Evolution Rarely Backtracks

Monday, September 28th, 2009

Joseph Thornton and his colleagues explored why evolution rarely backtracks by studying the 450-million-year evolution of the glucocorticoid receptor (GR):

Around the time cartilaginous fish such as sharks split off from bony fish, roughly 440 million years ago, the ancestral protein that the scientists call GR1 responded to both cortisol and the hormone aldosterone. But 40 million years later, when four-legged creatures started to appear, the descendent GR2 had become cortisol-specific.

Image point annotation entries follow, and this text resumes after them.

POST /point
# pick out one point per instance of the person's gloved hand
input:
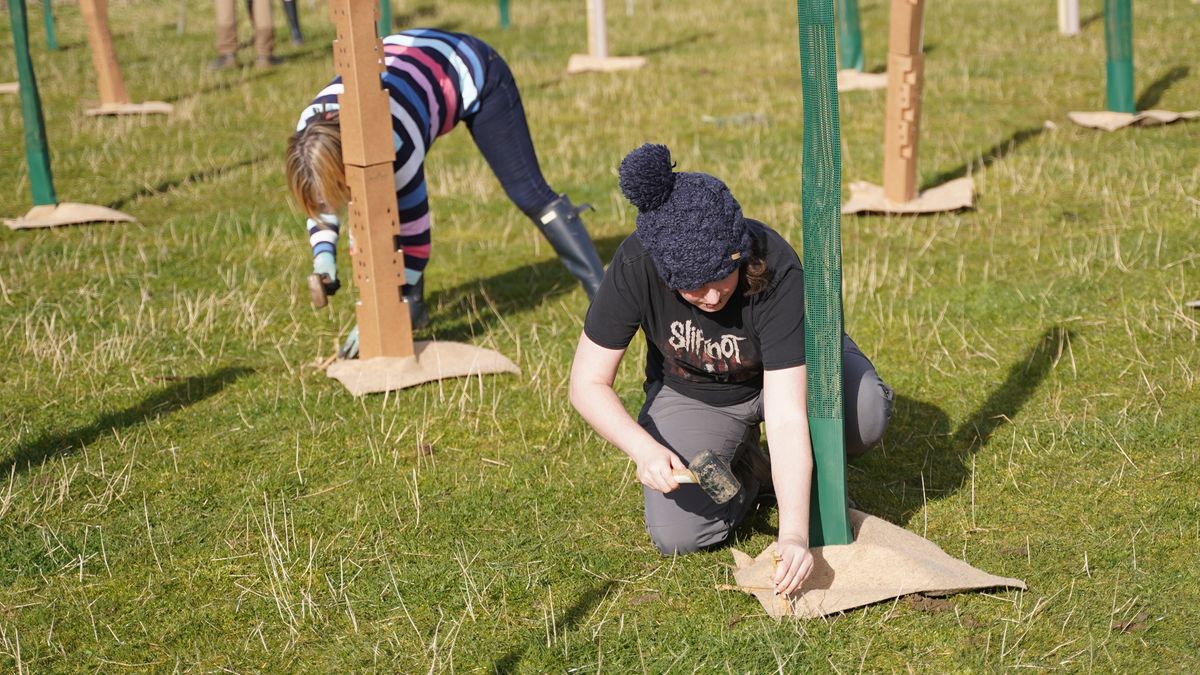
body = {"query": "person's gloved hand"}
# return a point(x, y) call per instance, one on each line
point(327, 263)
point(351, 347)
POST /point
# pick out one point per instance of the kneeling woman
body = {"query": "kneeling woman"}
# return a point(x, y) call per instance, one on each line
point(720, 299)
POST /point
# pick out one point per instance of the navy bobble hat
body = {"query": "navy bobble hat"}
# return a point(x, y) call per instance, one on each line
point(689, 222)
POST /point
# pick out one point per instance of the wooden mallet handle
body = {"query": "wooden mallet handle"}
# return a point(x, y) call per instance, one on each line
point(684, 476)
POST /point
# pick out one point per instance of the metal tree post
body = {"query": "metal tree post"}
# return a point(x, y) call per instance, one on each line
point(37, 153)
point(52, 40)
point(821, 198)
point(850, 35)
point(1119, 45)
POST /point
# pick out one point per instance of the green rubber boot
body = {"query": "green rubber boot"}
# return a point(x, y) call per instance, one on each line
point(562, 226)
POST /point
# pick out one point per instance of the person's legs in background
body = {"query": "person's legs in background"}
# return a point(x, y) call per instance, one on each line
point(227, 35)
point(502, 136)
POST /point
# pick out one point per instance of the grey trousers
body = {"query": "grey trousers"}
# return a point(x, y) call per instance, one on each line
point(687, 519)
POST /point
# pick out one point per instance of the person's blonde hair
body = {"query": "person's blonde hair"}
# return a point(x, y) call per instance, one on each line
point(316, 174)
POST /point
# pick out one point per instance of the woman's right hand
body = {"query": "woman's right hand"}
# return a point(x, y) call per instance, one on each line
point(655, 467)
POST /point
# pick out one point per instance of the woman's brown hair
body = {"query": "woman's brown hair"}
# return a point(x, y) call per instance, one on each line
point(755, 273)
point(316, 174)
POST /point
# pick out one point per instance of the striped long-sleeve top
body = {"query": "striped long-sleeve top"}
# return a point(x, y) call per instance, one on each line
point(433, 79)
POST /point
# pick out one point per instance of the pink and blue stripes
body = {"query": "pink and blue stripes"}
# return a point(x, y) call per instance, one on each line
point(433, 79)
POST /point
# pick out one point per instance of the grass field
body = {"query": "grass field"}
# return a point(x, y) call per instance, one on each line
point(181, 490)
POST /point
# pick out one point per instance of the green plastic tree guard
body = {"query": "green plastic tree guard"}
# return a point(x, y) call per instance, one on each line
point(52, 40)
point(37, 153)
point(384, 18)
point(1119, 43)
point(821, 201)
point(850, 35)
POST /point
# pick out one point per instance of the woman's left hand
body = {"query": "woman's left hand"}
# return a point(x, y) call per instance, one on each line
point(795, 563)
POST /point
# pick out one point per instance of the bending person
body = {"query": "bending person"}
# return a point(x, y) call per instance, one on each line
point(433, 81)
point(720, 299)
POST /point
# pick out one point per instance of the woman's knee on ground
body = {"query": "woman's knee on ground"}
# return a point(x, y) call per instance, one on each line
point(868, 404)
point(682, 541)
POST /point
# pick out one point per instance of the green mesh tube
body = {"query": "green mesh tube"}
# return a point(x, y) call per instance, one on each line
point(37, 153)
point(821, 199)
point(384, 28)
point(850, 35)
point(52, 40)
point(1119, 45)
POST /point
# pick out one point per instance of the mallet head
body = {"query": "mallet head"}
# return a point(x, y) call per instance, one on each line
point(715, 477)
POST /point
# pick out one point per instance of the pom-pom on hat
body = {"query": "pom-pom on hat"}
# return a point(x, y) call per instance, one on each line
point(689, 222)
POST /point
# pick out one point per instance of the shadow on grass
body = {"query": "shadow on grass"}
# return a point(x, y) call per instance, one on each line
point(1090, 19)
point(169, 184)
point(219, 84)
point(929, 461)
point(669, 46)
point(1153, 93)
point(509, 662)
point(462, 311)
point(179, 395)
point(987, 157)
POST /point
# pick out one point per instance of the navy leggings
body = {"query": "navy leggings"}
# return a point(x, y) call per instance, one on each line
point(502, 136)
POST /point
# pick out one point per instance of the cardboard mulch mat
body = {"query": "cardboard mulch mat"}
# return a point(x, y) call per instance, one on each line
point(883, 562)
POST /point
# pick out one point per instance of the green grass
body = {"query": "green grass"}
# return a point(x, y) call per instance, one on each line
point(181, 490)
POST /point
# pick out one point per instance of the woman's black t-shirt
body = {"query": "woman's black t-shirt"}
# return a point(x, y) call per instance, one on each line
point(713, 357)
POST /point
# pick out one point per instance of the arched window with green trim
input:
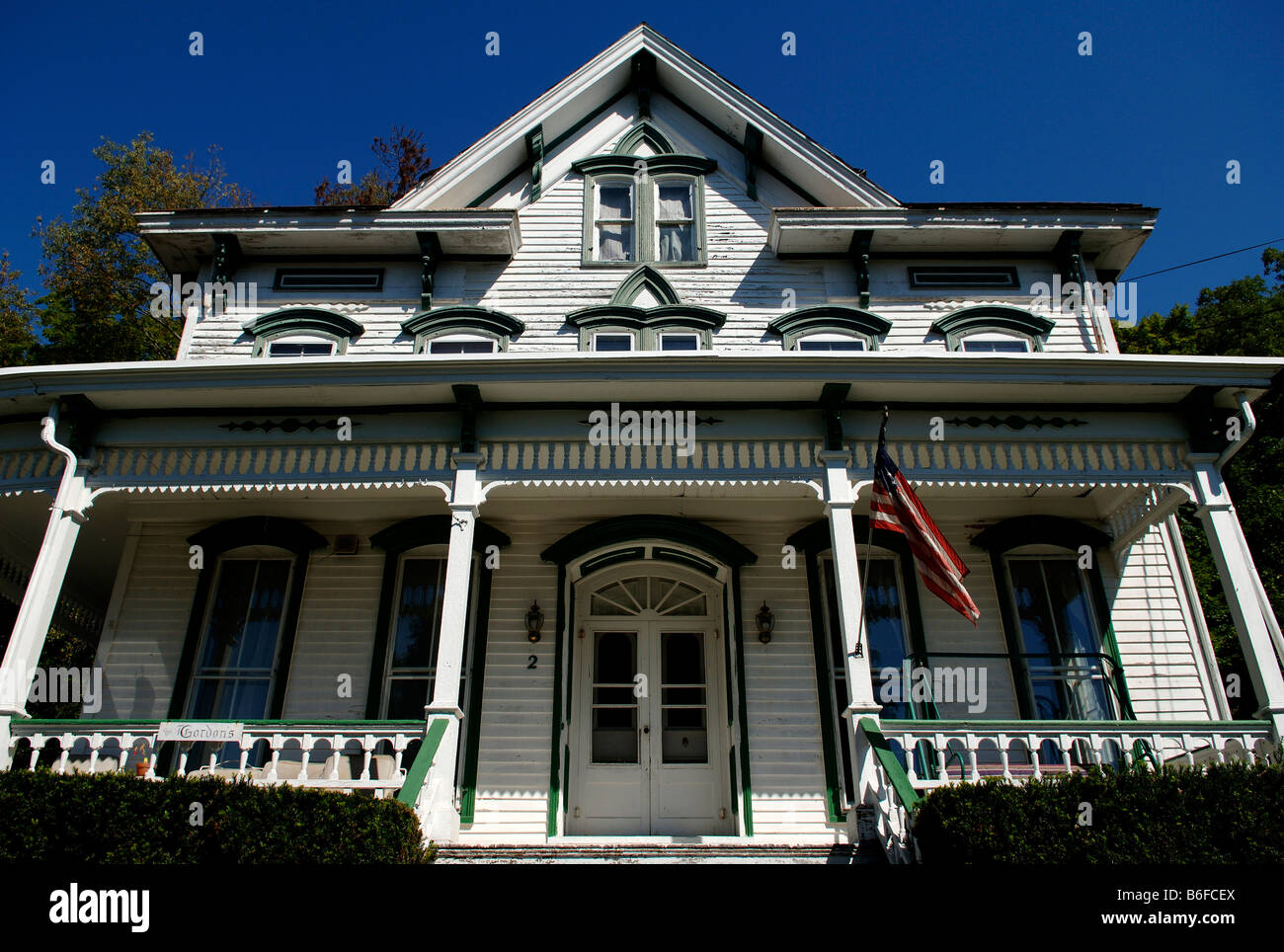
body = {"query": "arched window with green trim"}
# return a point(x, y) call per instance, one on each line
point(645, 208)
point(1056, 616)
point(302, 333)
point(993, 329)
point(461, 330)
point(830, 327)
point(893, 634)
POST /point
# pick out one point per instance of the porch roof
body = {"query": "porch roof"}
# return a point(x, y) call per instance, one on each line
point(694, 378)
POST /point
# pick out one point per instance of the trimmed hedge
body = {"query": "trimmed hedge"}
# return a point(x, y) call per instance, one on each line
point(1227, 814)
point(119, 819)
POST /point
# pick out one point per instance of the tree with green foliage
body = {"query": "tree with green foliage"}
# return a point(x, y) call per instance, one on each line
point(402, 162)
point(1244, 318)
point(17, 340)
point(98, 273)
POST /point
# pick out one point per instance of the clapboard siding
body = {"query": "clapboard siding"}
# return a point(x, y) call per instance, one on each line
point(544, 279)
point(141, 656)
point(1155, 631)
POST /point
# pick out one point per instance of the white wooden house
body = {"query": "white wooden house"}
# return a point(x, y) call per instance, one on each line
point(364, 522)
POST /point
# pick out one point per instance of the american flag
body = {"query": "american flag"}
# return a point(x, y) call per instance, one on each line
point(897, 509)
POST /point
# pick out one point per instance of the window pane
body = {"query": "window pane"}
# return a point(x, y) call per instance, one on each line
point(1039, 637)
point(675, 202)
point(684, 736)
point(615, 736)
point(615, 243)
point(680, 342)
point(238, 653)
point(461, 347)
point(291, 350)
point(612, 342)
point(418, 613)
point(407, 698)
point(677, 243)
point(997, 347)
point(614, 201)
point(805, 344)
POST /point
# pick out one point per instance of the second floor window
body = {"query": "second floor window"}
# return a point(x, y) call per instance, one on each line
point(614, 221)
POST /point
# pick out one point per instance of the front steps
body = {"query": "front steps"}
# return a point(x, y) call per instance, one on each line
point(658, 853)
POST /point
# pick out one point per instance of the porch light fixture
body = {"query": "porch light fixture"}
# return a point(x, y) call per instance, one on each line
point(534, 621)
point(765, 622)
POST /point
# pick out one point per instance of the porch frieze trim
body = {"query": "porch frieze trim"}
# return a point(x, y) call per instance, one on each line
point(1143, 509)
point(394, 463)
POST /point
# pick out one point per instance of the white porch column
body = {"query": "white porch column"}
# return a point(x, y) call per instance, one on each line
point(1240, 582)
point(40, 599)
point(437, 803)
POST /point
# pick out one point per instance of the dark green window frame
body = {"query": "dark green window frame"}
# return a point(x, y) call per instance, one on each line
point(1001, 540)
point(427, 326)
point(313, 322)
point(993, 318)
point(816, 544)
point(645, 325)
point(294, 539)
point(402, 538)
point(643, 172)
point(830, 318)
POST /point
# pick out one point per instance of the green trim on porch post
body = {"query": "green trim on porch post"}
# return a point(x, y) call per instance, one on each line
point(476, 681)
point(418, 772)
point(823, 677)
point(557, 691)
point(746, 780)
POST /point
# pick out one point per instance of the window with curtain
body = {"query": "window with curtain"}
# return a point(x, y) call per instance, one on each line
point(886, 640)
point(1062, 637)
point(675, 219)
point(235, 665)
point(412, 640)
point(614, 221)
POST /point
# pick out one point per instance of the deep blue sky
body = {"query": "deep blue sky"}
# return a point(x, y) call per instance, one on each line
point(998, 91)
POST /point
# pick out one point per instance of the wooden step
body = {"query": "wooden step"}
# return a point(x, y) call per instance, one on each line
point(656, 853)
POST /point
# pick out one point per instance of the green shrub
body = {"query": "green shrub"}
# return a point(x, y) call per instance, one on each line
point(119, 819)
point(1228, 814)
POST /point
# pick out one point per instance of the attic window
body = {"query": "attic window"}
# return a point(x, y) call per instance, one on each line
point(461, 330)
point(962, 276)
point(645, 209)
point(302, 333)
point(329, 279)
point(993, 329)
point(830, 327)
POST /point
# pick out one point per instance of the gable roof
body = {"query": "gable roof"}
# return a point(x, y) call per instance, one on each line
point(784, 151)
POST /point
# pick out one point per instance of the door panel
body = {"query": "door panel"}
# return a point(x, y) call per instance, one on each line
point(614, 792)
point(650, 749)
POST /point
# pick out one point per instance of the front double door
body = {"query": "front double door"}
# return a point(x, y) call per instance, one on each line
point(651, 730)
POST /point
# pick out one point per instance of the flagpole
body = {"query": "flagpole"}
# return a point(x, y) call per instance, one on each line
point(869, 541)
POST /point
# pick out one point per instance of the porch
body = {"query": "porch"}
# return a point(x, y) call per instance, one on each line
point(756, 522)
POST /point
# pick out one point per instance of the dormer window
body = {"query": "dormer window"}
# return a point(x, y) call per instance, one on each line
point(461, 330)
point(612, 221)
point(645, 314)
point(607, 342)
point(830, 327)
point(302, 333)
point(300, 346)
point(643, 208)
point(462, 344)
point(993, 343)
point(994, 329)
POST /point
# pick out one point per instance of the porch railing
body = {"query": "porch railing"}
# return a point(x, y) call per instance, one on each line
point(958, 751)
point(900, 761)
point(339, 754)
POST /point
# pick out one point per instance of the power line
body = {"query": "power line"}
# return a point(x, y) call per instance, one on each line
point(1227, 254)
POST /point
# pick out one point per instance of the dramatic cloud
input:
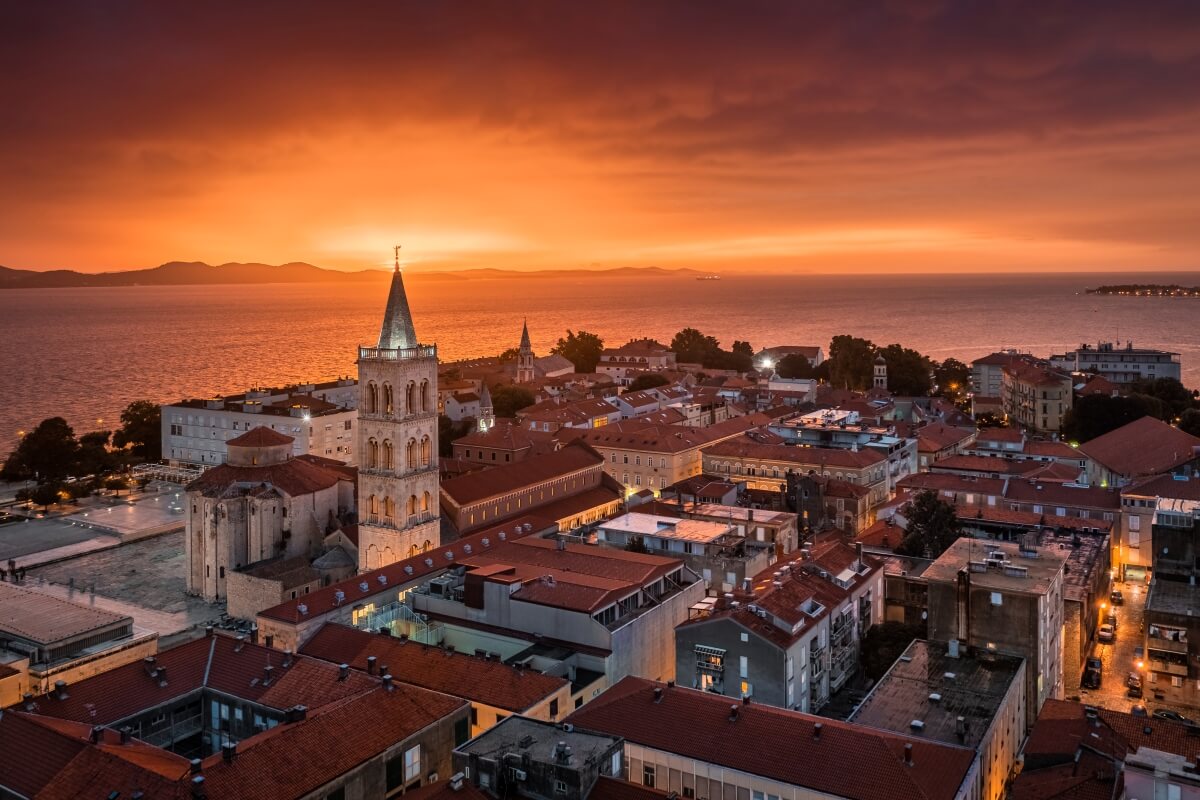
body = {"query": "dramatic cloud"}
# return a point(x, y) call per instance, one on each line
point(753, 134)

During these 40 million years, 37 amino acids changed. Only two were necessary to alter the function: One put a kink in the protein’s shape, making it unresponsive to both hormones, and another allowed the restructured molecule to interact with only cortisol. Thornton’s team next wondered if they could make GR2 recognize both cortisol and aldosterone by reverting these amino acids, which they call group X, back to their GR1 state. The researchers report today in Nature that this swap not only couldn’t restore GR’s original dual function but that it also killed the protein’s ability to recognize any hormone.

So what blocked the way back? By comparing images of GR2 and a putative ancestral protein, the scientists fingered another five of the 37 GR1-to-GR2 mutations as the culprits. These changes probably occurred randomly after the X mutations and had no significant effect on the protein’s function going forward. But in reverse, when the scientists tried to iron out the GR2 kink, these mutations caused protein parts to crash into one another. For GR2 to evolve back into GR1, these five mutations must be reversed first to avoid this molecular fender-bender. But because they have no effect on which hormone the protein recognizes, there would be no selective pressure to reverse these mutations. “They burn the bridge to return back to the ancestral function,” Thornton says.